The striking finding that immune cells comprise 61.9 percent of analyzed cells in thyroid cancer samples underscores the importance of immune microenvironment in disease pathogenesis and potential therapeutic targeting. This observation aligns with accumulating evidence that the tumor microenvironment plays critical roles in cancer progression, therapeutic response, and clinical outcomes (Hong et al., 2020b; Wang et al., 2023). The differential immune composition between metastatic and non-metastatic samples provides valuable insights into immune landscape changes during disease progression (Yang et al., 2025). The elevated CD8-positive to CD4-positive T cell ratio in distant metastases (1.59) compared to primary tumors (0.87) suggests enhanced cytotoxic immune responses in advanced disease. This finding appears paradoxical given that metastatic disease represents immune escape, but it may reflect several biological scenarios. First, the high CD8-positive T cell infiltration in distant metastases could represent an ongoing but ultimately ineffective immune response, with T cells present but functionally exhausted or inhibited by immunosuppressive mechanisms. Second, the observed pattern might reflect immune selection pressure that shapes tumor evolution, with metastatic clones having acquired immune evasion mechanisms despite high cytotoxic T cell presence. Third, the elevated CD8-positive T cell infiltration could be partially reactive to ongoing tumor cell death and antigen release in rapidly growing metastases.

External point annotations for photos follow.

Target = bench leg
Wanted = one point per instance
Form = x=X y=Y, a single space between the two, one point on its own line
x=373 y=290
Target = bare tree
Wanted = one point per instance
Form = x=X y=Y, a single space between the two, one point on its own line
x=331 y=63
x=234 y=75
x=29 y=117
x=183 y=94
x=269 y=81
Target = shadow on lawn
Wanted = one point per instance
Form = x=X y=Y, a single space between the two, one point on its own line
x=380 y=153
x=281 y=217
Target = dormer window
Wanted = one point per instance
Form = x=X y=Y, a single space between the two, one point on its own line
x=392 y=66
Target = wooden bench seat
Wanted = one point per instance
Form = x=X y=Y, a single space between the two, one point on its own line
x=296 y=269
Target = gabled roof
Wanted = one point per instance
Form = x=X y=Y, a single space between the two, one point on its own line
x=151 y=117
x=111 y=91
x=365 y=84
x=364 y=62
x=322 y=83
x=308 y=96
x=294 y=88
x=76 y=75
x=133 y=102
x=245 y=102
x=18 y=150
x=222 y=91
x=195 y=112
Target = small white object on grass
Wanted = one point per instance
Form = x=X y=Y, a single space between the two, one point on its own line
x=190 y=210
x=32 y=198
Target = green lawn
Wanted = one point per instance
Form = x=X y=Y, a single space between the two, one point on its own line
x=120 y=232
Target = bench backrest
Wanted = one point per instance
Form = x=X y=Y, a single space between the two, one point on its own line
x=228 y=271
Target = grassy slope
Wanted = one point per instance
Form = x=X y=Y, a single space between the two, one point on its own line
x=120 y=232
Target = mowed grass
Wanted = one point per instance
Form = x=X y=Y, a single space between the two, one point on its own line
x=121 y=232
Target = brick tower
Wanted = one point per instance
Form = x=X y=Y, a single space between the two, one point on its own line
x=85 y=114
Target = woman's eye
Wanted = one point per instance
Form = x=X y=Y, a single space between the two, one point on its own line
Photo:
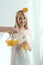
x=20 y=18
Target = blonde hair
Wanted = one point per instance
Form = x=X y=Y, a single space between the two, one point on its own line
x=20 y=11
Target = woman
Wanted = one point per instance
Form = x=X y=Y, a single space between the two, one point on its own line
x=19 y=56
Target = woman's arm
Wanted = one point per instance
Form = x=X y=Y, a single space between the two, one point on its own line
x=29 y=39
x=7 y=29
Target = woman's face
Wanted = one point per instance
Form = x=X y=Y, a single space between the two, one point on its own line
x=21 y=20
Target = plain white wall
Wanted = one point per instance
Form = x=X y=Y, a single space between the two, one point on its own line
x=8 y=9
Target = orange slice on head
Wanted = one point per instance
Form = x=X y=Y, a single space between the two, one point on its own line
x=25 y=10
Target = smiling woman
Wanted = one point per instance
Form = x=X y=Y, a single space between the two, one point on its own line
x=20 y=31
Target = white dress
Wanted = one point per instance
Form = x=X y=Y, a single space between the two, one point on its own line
x=18 y=55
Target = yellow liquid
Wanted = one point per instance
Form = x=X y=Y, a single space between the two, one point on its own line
x=12 y=42
x=24 y=46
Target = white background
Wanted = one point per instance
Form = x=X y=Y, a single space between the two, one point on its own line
x=8 y=8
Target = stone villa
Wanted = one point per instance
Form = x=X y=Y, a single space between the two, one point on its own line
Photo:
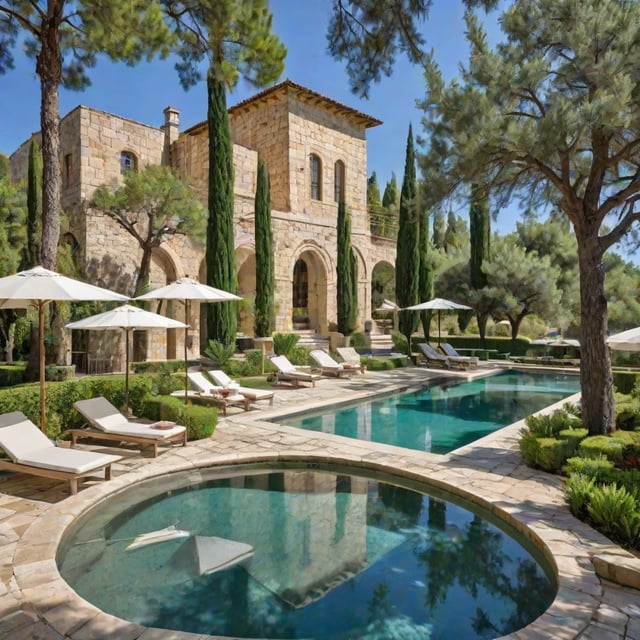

The dramatically reduced B cell infiltration in distant metastases (1.3 percent) compared to lymph node metastases (22.9 percent) and normal tissues (24.0 percent) provide additional insights into immune microenvironment remodeling. B cells and plasma cells contribute to anti-tumor immunity through antibody production, antigen presentation, and cytokine secretion (Laumont and Nelson, 2023). The progressive loss of B cells during metastatic progression may indicate immune exhaustion, active immune suppression by tumor cells, or alterations in chemokine gradients that normally recruit B cells. This observation suggests that therapeutic strategies aimed at enhancing B cell-mediated immunity might be most effective in early-stage disease or lymph node metastases, where B cell infiltration remains substantial (Laumont et al., 2022). Understanding these immune landscape dynamics has direct implications for immunotherapy approaches and represents the type of spatial biomarker mapping insights that are essential for clinical translation.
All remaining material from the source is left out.